Why end-to-end encryption is about more than just privacy
The question of whether regular people need end-to-end encryption will surely be debated for quite some time. But for Alan Duric, CEO and co-founder of Wire, the question can only have a positive answer.
Alan Duric on stage at FSec 2017
As he told the audience at the FSec security symposium in Varazdin, Croatia, end-to-end encryption is about more than just privacy – it is also critical for protecting business data, and our very lives and limbs as the Internet of Things becomes the norm.
With its eponymous open source, encrypted IM offering, Wire’s (and Duric’s) goal is to disrupt the privacy selling market headed by Google and Facebook, and offer secured communication to private users and organizations.
The latter have come to realize that they need to protect their intellectual property from industrial espionage, their own internal information (political parties, corporations involved in mergers and acquisitions, etc.), and their clients’ information (lawyers, healthcare organizations).
And, with the imminent advent of EU’s General Data Protection Regulative (GDPR) and the heavy fines that will (finally!) be imposed on those who fail to protect their customers’ information, companies should definitely be eyeing workable solutions for end-to-end encrypted communications.
Spreading the word about privacy
Duric says the information security community should work on raising awareness about the need for privacy among regular people/Internet users.
At the moment these efforts are being obstructed by Internet conglomerates, he notes, just as the tobacco industry hindered awareness raising about the dangers of smoking and passive smoking all those years ago.

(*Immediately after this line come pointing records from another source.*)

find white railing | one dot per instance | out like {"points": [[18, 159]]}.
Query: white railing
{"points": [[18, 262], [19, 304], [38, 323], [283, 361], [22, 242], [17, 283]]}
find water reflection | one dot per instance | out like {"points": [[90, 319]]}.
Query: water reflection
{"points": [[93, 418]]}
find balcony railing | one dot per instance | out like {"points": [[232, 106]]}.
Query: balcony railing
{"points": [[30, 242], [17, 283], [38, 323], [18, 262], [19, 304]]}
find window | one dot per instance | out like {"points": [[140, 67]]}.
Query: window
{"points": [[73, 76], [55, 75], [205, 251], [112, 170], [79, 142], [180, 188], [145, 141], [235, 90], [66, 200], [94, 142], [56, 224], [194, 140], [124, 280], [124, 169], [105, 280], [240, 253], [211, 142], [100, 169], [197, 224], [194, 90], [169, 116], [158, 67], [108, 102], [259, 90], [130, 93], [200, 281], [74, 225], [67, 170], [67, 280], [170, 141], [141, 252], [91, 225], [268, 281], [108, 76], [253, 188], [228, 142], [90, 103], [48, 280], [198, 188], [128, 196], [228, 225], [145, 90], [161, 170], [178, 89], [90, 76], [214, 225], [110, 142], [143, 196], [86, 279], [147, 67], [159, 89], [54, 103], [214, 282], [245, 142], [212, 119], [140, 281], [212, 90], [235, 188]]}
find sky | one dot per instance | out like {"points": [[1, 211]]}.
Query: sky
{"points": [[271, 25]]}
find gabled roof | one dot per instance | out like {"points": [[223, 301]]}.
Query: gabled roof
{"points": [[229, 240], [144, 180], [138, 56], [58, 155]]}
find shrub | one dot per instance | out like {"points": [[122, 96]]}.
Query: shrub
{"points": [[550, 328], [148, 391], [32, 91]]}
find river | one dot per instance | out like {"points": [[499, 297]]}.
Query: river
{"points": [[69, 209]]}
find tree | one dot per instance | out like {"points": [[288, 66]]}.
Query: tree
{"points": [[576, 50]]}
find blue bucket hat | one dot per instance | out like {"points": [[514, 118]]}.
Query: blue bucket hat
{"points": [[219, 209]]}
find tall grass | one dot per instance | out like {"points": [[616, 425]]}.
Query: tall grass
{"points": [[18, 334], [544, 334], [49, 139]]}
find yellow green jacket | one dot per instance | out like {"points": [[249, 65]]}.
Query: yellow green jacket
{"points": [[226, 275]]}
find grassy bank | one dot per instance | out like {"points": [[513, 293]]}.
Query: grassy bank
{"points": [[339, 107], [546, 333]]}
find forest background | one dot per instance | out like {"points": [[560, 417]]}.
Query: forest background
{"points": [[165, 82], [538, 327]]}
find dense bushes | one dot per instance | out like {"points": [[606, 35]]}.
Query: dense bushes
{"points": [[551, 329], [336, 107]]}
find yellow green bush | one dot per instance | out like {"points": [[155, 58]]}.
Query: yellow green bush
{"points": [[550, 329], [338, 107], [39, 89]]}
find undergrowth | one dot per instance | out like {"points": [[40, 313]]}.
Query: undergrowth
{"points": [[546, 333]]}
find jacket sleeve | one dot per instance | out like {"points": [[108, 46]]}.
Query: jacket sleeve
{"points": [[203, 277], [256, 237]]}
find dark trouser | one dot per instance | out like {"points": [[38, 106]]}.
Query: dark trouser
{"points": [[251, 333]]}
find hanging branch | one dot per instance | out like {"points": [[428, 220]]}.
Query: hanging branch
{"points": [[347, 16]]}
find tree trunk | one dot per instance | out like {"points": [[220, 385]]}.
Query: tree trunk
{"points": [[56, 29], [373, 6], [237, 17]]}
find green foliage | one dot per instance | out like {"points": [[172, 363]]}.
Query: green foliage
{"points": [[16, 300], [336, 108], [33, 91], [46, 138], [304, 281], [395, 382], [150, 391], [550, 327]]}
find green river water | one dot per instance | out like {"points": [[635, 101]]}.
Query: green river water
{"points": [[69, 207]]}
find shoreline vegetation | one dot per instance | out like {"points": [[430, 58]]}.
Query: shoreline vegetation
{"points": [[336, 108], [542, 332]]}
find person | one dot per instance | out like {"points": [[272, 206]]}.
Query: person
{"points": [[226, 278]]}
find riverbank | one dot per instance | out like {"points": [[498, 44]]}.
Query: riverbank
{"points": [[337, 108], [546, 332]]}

But those who were fighting the good fight persevered, and today everybody knowns about those dangers, and can choose for themselves whether the option is worth the risk.
People need to be aware that the great power Internet giants have over us could lead to great abuses, and ask themselves what can go wrong if they choose not to protect their communications.
But also, companies that sell security need to find good ways to do it – adapt methods that have worked in the past for other vendors, both for physical and digital security. “We are working against human nature here,” he noted.
Finally, companies must not forget that the offered products must, above all, be usable, or the whole thing will not work in the long run.
Commitment to privacy and communication security
Ultimately, if E2E encryption technology is implemented well and regularly tested for security holes, even if the service provider or the cloud is compromised the encryption keys are safe, stored on your own devices.
Duric is aware that E2E encryption is not a silver bullet, but there’s no denying that it makes life harder for those who need to break it in order to get at the data.
And from the vantage point of being included, in advisory capacity, into discussions by a number of non-governmental think tanks on the topic of encryption, he seems to believe that governments are slowly moving away from the idea of encryption backdoors, towards targeted compromise of suspects’ devices via exploits/malware.
Wire’s own commitment to privacy and communication security is backed by most of their choices:
- Open source code so that it can be independently audited
- Independent security reviews of the encryption protocol specification, implementation, and the complete solution, as well as regular code security audits for each major version of the solution
- Location of company (Switzerland) and servers (Germany, Ireland), meaning its users have the protection of Swiss and EU data protection laws
- Verifiable E2E encryption
- Minimal amount of collected data (and matadata) from users, short retention (72 hours) of the latter
- You can register an account with just your email address (and not reveal your phone number).
Wire has started by meeting the needs of the individual users, but have lately been concentrating on bringing end-to-end encrypted chats, file sharing and calls to businesses.
The company has released Teams – i.e. “Wire for work” – in beta this July, and Duric tells me there is a lot of interest in it, especially from European businesses and organizations, as the alternatives are mostly provided by companies outside of the EU.
As human-to-machine secured communication has been achieved, now is the time to start working on securing machine-to-machine communication, he says.
In machine-to-machine communication, integrity of the communication is what’s most important, especially when you consider the many nightmare scenarios that could happen as attackers get in the middle and can fiddle with connected devices, cars, etc.
“The stakes are definitely getting higher,” he concluded.